To: Multiple recipients of list <60370-w99@ea.oac.uci.edu>
Subject: Re: Anthro174


> Hello Professor White
> 	I'm having alot of trouble figuring out what a linear correlation
> is and what a conditional relationship is.  Help. 
> 				bo yoon 

Lets say we have two variables, X and Y.  Intuitively "shape" of
how one variable correlations with the other, across ordered
categories X: a b c d e and Y : A B C D E is like this:

      Y: A B C D E
  X: a   #
     b     #
     c     # #
     d         # #
     e           #

wher # are the disproportionately large numbers of societies.  I
introduced a bit of irregularities for realism.

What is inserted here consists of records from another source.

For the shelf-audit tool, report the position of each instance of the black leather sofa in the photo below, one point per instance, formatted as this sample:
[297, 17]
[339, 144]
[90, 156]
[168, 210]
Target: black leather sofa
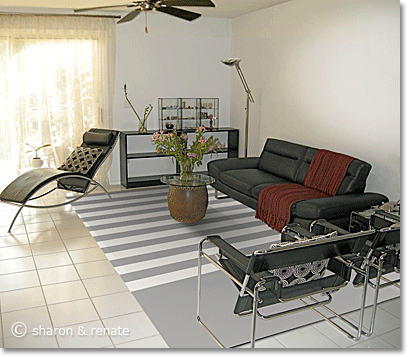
[285, 162]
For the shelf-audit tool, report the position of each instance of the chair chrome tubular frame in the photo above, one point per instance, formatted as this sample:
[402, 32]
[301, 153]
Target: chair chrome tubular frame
[377, 286]
[256, 300]
[377, 263]
[23, 205]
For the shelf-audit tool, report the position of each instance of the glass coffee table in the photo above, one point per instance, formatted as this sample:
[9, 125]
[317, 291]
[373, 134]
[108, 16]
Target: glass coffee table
[187, 200]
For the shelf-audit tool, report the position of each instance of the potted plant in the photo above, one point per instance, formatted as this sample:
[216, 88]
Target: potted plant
[36, 161]
[176, 144]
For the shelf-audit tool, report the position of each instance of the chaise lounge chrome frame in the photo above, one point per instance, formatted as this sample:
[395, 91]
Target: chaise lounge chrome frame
[335, 252]
[44, 176]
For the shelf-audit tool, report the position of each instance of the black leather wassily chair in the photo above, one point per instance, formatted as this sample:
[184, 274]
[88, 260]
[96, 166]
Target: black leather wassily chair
[76, 174]
[289, 272]
[379, 256]
[383, 257]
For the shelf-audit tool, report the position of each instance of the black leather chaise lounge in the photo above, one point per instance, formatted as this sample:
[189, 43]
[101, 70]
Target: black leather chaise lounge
[76, 174]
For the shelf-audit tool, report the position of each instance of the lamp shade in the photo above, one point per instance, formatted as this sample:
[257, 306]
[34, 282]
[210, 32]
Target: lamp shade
[231, 61]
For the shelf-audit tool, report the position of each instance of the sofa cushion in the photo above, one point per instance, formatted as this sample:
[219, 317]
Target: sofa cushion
[244, 180]
[282, 158]
[336, 206]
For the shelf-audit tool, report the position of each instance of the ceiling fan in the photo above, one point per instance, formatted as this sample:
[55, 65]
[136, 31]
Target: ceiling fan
[165, 6]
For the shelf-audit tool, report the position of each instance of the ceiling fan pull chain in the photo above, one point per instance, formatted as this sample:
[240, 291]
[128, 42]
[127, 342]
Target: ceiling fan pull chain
[146, 28]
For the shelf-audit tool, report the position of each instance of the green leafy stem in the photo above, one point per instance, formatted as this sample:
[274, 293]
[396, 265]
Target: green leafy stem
[146, 113]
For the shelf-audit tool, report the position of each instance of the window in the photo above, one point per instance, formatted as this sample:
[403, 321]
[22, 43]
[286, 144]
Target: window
[56, 74]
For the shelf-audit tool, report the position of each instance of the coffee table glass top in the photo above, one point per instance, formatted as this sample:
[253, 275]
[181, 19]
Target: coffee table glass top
[195, 181]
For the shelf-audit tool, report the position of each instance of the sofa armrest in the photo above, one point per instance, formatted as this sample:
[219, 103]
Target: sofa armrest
[337, 206]
[215, 167]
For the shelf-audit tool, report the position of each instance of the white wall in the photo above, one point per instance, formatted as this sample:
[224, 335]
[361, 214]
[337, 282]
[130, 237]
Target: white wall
[176, 59]
[324, 73]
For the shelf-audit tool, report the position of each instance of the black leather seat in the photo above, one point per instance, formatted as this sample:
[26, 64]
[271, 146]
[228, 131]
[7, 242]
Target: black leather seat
[296, 271]
[76, 174]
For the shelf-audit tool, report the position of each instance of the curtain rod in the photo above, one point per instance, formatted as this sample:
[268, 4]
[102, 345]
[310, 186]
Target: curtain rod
[50, 14]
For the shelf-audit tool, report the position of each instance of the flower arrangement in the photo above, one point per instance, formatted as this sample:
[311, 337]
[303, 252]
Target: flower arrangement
[176, 144]
[148, 109]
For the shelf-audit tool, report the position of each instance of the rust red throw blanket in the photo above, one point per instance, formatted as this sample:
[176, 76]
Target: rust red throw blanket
[323, 178]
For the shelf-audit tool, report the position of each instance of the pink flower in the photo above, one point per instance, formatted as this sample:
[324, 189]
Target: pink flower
[155, 136]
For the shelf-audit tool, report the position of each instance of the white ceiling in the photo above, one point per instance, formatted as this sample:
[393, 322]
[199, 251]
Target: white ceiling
[223, 8]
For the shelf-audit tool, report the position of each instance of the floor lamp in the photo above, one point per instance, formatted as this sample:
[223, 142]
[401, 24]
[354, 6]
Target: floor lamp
[235, 62]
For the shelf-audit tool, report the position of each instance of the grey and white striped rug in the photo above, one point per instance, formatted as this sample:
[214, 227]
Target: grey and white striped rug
[157, 259]
[148, 248]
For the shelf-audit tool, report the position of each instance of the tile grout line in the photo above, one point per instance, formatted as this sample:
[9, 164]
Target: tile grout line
[80, 278]
[39, 280]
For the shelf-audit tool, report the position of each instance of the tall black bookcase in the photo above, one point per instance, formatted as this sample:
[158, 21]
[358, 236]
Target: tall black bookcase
[127, 157]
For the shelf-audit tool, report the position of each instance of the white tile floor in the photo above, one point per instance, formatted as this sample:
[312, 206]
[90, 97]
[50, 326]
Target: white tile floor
[56, 280]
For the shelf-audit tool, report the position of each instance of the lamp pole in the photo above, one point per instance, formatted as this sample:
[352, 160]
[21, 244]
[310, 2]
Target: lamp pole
[235, 62]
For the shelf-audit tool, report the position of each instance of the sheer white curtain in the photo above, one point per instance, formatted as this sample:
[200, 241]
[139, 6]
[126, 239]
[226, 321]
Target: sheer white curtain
[57, 80]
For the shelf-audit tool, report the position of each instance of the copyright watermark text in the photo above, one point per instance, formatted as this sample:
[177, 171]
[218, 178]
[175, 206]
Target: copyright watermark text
[19, 329]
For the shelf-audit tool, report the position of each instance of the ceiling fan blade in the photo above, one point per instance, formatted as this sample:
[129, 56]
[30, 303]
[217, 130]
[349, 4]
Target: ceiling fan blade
[183, 14]
[188, 3]
[103, 7]
[130, 16]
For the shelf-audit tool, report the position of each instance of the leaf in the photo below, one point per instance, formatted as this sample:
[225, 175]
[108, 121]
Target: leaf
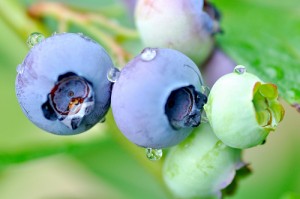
[264, 36]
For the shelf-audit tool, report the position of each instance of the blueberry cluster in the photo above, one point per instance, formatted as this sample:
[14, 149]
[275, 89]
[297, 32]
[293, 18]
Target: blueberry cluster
[156, 99]
[67, 83]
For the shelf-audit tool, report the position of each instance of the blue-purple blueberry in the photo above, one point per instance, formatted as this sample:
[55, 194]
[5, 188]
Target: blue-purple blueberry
[158, 98]
[62, 85]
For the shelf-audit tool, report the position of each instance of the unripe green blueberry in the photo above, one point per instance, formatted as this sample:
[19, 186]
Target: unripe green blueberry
[178, 24]
[242, 109]
[200, 166]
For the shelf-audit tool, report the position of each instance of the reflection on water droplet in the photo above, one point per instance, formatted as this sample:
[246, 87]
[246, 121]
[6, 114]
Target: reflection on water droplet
[102, 120]
[113, 74]
[153, 154]
[239, 69]
[20, 68]
[148, 54]
[34, 38]
[205, 90]
[204, 118]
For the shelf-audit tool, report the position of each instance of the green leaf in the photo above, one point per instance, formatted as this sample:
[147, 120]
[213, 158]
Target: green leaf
[264, 36]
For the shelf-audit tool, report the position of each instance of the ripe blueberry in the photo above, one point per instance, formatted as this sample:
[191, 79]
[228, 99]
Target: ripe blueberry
[157, 99]
[62, 87]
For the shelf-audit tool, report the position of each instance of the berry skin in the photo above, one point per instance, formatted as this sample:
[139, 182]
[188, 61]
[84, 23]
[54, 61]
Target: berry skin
[62, 87]
[178, 24]
[157, 99]
[242, 109]
[201, 166]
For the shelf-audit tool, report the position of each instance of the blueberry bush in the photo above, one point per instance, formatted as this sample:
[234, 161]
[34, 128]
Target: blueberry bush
[168, 99]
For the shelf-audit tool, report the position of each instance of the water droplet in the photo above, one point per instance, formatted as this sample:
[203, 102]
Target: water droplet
[34, 39]
[113, 74]
[204, 118]
[148, 54]
[20, 68]
[153, 154]
[239, 69]
[102, 120]
[205, 90]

A conditional relationship might look like this

      Y: A B C D E
  X: a   # # # # #
     b     # # # #
     c     # # # #
     d         # #
     e           #

or like this:

      Y: A B C D E
  X: a   #
     b   # #
     c   # # #
     d   # # # # #
     e   # # # # # #

In the simplest case of only TWO categories for each variable,
the linear relationship looks like this:

     Y:  A B 
  X: a   #
     b     #

or like this: (negative linear correlation)

     Y:  A B
  X: a     #
     b   #
     
But conditional relationships could look like this:


     Y:  A B  (Y:A entails X:a)
  X: a   # #
     b     #
     

     Y:  A B  (conversely: X:a entails Y:A)
  X: a   #
     b   # #
     

     Y:  A B  (opposite or negative: Y:A entails X:b NOT X:a)
  X: a     #
     b   # #
     

     Y:  A B  (exercise: what entails what?